In this study mothers’ OIDP- and the ECOHIS scores pertaining to children’s and the family’s perceived disadvantages due to child’s oral diseases, associated significantly both in crude and adjusted analyses. This association might be viewed as a consequence of common risk factors for both OIDP and ECOHIS scores. Previous studies have shown that mother’s caries experience- a risk factor for OIDP scores, associate with caries experience of their children, which in turn have negative impacts on children’s and the family’s quality of life [21]. According to Bandura’s social cognitive theory, children’s oral health outcomes are considered a modelling process whereby children imitate their parents’ behaviours and recognize them as valued role models [52].

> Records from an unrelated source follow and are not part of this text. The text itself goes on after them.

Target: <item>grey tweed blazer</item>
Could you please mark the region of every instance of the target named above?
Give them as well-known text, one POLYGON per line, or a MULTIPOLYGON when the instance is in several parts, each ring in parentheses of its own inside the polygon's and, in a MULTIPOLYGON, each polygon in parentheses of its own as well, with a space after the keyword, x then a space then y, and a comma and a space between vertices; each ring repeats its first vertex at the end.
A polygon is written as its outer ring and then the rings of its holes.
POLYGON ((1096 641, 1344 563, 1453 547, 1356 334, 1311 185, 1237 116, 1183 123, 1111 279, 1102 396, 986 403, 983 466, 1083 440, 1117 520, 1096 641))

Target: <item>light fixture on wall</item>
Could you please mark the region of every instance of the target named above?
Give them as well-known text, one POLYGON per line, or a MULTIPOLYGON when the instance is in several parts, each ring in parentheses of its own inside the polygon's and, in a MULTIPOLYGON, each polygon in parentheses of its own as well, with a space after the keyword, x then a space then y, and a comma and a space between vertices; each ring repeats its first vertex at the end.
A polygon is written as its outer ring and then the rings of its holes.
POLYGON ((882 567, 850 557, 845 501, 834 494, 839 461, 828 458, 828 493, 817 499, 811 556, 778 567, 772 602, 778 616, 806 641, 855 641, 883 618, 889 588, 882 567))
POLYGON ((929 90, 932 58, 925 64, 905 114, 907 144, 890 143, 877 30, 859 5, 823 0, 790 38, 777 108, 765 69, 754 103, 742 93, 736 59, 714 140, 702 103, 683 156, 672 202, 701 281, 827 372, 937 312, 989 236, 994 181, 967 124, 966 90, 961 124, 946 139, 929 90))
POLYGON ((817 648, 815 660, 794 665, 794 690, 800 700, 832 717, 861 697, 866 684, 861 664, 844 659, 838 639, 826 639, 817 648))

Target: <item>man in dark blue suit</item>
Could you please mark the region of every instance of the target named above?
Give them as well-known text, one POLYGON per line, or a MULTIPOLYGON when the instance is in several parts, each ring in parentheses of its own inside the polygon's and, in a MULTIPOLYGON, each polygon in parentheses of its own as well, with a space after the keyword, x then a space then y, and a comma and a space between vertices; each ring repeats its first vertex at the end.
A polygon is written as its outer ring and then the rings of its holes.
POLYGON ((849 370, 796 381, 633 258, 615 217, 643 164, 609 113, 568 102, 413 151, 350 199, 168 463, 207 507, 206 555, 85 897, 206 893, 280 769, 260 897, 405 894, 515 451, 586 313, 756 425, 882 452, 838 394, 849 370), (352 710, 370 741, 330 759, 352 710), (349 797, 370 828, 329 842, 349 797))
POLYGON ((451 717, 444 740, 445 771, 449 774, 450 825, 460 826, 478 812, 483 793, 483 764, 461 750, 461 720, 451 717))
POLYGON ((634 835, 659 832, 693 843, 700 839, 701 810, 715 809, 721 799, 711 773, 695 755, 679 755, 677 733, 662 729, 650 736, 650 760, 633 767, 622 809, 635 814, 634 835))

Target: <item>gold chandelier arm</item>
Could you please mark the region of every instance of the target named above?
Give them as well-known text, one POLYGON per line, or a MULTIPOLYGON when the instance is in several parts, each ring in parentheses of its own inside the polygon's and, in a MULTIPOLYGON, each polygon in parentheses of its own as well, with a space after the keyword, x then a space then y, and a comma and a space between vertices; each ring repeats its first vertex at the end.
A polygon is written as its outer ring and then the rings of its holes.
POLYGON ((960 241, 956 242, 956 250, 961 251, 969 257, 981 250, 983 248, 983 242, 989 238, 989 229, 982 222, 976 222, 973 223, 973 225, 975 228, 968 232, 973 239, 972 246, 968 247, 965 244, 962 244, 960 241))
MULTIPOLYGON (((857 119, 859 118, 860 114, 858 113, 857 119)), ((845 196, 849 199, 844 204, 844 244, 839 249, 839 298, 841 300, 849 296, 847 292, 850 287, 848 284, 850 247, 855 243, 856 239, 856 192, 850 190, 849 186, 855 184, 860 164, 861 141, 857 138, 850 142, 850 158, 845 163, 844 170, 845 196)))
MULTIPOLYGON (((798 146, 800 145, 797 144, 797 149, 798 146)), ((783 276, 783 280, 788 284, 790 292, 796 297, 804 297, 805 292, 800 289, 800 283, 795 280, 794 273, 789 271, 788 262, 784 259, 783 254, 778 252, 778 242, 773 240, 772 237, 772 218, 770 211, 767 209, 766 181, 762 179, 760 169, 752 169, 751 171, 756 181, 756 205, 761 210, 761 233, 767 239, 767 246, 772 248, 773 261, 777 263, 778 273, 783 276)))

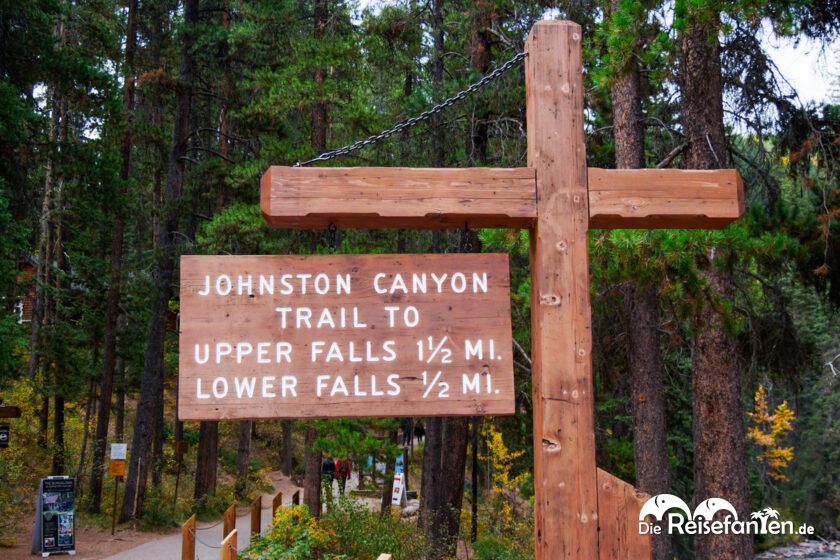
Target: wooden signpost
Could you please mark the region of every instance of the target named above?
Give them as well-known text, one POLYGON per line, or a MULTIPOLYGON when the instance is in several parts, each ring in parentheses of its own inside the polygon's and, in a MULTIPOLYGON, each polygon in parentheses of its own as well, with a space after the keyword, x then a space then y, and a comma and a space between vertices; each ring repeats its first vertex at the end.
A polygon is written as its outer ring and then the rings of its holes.
MULTIPOLYGON (((271 167, 262 178, 261 206, 266 220, 275 227, 323 228, 334 224, 451 228, 467 224, 528 228, 532 279, 535 558, 649 558, 649 536, 639 535, 635 523, 644 497, 632 486, 595 466, 587 231, 590 227, 724 227, 743 212, 743 187, 733 170, 587 169, 581 39, 580 27, 571 22, 542 21, 531 30, 525 62, 527 168, 271 167)), ((186 259, 187 269, 191 270, 189 258, 186 259)), ((390 261, 383 261, 387 262, 390 261)), ((457 262, 473 263, 466 255, 459 255, 457 262)), ((243 269, 253 273, 256 266, 256 261, 250 261, 243 269)), ((382 270, 393 269, 387 264, 382 266, 382 270)), ((406 270, 420 268, 409 266, 406 270)), ((192 270, 194 274, 199 269, 192 270)), ((360 270, 370 269, 360 267, 360 270)), ((195 276, 188 276, 187 280, 187 290, 202 285, 195 276)), ((497 277, 496 281, 490 283, 502 288, 506 278, 502 281, 497 277)), ((182 280, 182 288, 184 285, 182 280)), ((306 305, 319 305, 318 297, 313 295, 306 305)), ((402 297, 397 305, 407 303, 409 298, 415 302, 413 294, 402 297)), ((447 307, 461 301, 460 296, 451 299, 441 296, 444 299, 447 307)), ((416 301, 419 307, 419 298, 416 301)), ((382 301, 376 300, 376 304, 381 306, 382 301)), ((502 310, 492 297, 481 305, 496 313, 502 310)), ((237 306, 226 305, 224 309, 242 321, 245 315, 240 315, 237 306)), ((248 324, 255 330, 264 328, 262 315, 255 312, 248 317, 248 324)), ((453 315, 438 314, 432 321, 440 322, 432 323, 431 330, 423 335, 439 340, 446 334, 444 329, 451 318, 458 317, 460 312, 455 313, 454 309, 453 315)), ((192 320, 203 321, 205 326, 214 321, 204 312, 189 319, 192 320)), ((191 328, 185 324, 189 321, 182 316, 183 329, 191 328)), ((472 328, 490 336, 481 330, 480 320, 474 321, 472 328)), ((200 329, 196 326, 190 332, 197 333, 200 329)), ((232 331, 219 332, 223 338, 232 334, 232 331)), ((494 332, 493 336, 501 335, 494 332)), ((192 344, 199 340, 189 338, 187 345, 184 342, 182 339, 182 367, 184 354, 193 352, 192 344)), ((498 363, 504 364, 510 358, 509 346, 499 346, 498 351, 502 357, 498 363)), ((492 363, 491 360, 488 365, 492 363)), ((475 369, 468 361, 459 365, 467 371, 475 369)), ((417 371, 417 364, 413 366, 417 371)), ((195 391, 190 383, 195 382, 197 370, 192 371, 186 374, 192 375, 186 383, 182 378, 182 387, 186 386, 182 391, 187 393, 195 391)), ((497 385, 497 372, 493 373, 493 385, 505 390, 503 385, 497 385)), ((279 410, 272 408, 275 406, 282 407, 282 404, 262 408, 257 405, 237 412, 251 403, 227 405, 212 398, 200 402, 194 394, 187 393, 181 394, 181 402, 186 399, 189 404, 181 410, 189 418, 249 417, 279 410)), ((478 397, 470 398, 476 400, 433 401, 422 409, 403 408, 399 414, 495 414, 498 408, 511 412, 505 399, 497 402, 492 395, 482 396, 486 399, 482 411, 476 405, 478 397)), ((348 405, 331 406, 342 415, 348 410, 360 411, 348 405)), ((384 399, 364 410, 368 416, 395 413, 384 399)), ((305 408, 301 415, 313 415, 312 411, 305 408)))

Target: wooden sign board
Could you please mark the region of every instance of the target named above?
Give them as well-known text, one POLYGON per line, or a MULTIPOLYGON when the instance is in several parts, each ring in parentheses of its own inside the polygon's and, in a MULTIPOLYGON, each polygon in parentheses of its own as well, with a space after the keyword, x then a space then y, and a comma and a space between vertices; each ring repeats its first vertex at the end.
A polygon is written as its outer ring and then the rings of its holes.
POLYGON ((0 418, 20 418, 20 407, 0 405, 0 418))
POLYGON ((514 412, 508 256, 181 258, 182 420, 514 412))
POLYGON ((125 459, 111 459, 108 463, 108 474, 111 476, 125 476, 125 459))

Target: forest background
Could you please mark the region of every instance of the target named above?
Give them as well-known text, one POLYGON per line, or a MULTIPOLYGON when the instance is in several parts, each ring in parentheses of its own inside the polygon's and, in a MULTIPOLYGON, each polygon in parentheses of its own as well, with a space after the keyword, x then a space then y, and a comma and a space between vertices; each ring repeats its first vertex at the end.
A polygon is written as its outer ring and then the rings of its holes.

Most oral health promotion programmes in the Ugandan society are implemented at school level while curative services are conducted at health facility level and as outreach activities. Given the high OIDP documented in this study it is necessary to strengthen oral health prevention or promotion awareness beyond the schools and health facilities such as the media.

Conclusion

In conclusion, OHRQoL was substantially impaired in Ugandan mothers but did not discriminate between HIV positive and HIV negative participants. Mothers with impaired OHRQoL were more likely to have dental caries and children with impaired oral health related quality of life. HIV positive and negative mothers in Uganda deserve especial attention regarding their oral disease and quality of life status.